The South American Mastodons Notiomastodon platensis and Cuvieronius hyodon . Bran-Artworks , DeviantArt.

In his great work, Cosmos, Humboldt discussed "missing links" that could be found as fossils and would help to understand the geographical distribution of the biotas. In Europe, studying the geology of the Jura Mountains (Western Alps), Humboldt recognized a succession that had not been included in the current stratigraphic arrangement established by Abraham Gottlob Werner and named it in 1799 as "Jura limestone" (Jura - Kalkstein), which became the basis for the later establishment of the system and the Jurassic period. His disciple Friedrich Sellow undertook important collections of rocks and coals in southern Brazil and, in 1825, sent to the Imperial and National Museum of Rio de Janeiro remains of glyptodons and sloths collected in the then Cisplatina Province, constituting the Museum's first fossil collection. National 3.
 
Humboldt in your library. Watercolor by Eduard Hildebrant, 1856.

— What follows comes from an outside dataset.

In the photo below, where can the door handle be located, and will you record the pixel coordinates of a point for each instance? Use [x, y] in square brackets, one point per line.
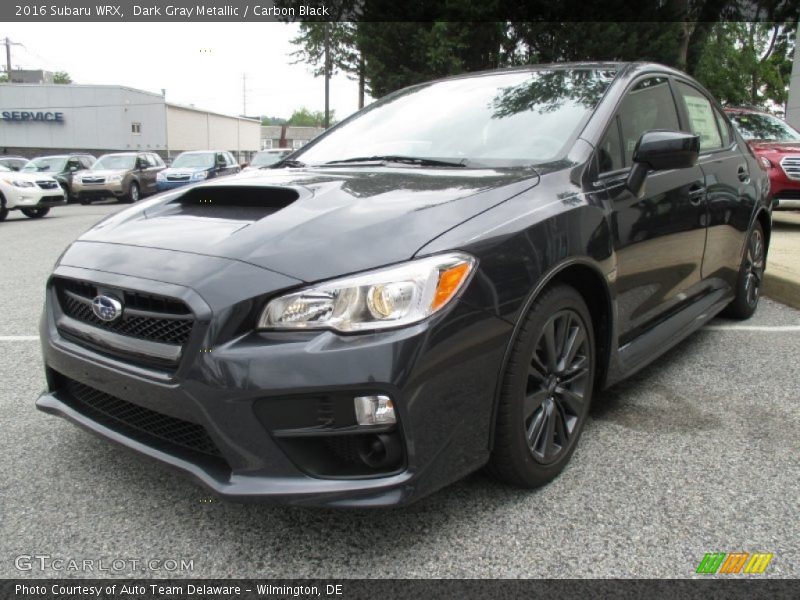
[697, 194]
[743, 174]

Noting that biotas do not have a universal distribution and highlighting climate niches, he noted the Fossil Correlation. cuvieriana. While admiring Cuvier's monumental work, Humboldt was not much impressed by catastrophism, and was a "pre-Darwinian Darwinist" who, for the most part, did not witness the coming revolution. Humboldtian ecological thinking inspired Darwin and contrasted with Cuvier's physiological thinking, for whom the surroundings were related only to the physical environment in which the organism was inserted, regardless of the existence of other ecological interactions, which resulted from Cuvier's scant concern. with the environment. Humboldt's view that geological forces and the course of life are interrelated in space and time, and that human action has the scope of a natural catastrophe, brings us to the very concept of the Anthropocene. Already in its time, but especially today, Humboldt's integrated and interdisciplinary vision for nature and science is all we need to understand and avert the potential disasters of climate change.

1 Wulf A. 2016. A invenção da natureza ? A vida e as descobertas de Alexander von Humboldt. São Paulo: Editora Planeta. 600 p.
2 Mothé D et al. 2017. Sixty years after 'The mastodonts of Brazil': The state of the art of South American proboscideans (Proboscidea, Gomphotheriidae). Quaternary International, 443 (A): 52-64.
3 Paula Couto C. 1948. Sobre os vertebrados fósseis da coleção Sellow, do Uruguai. Boletim do Departamento Nacional da Produção Mineral, Divisão de Geologia e Paleontologia, 125: 1-14.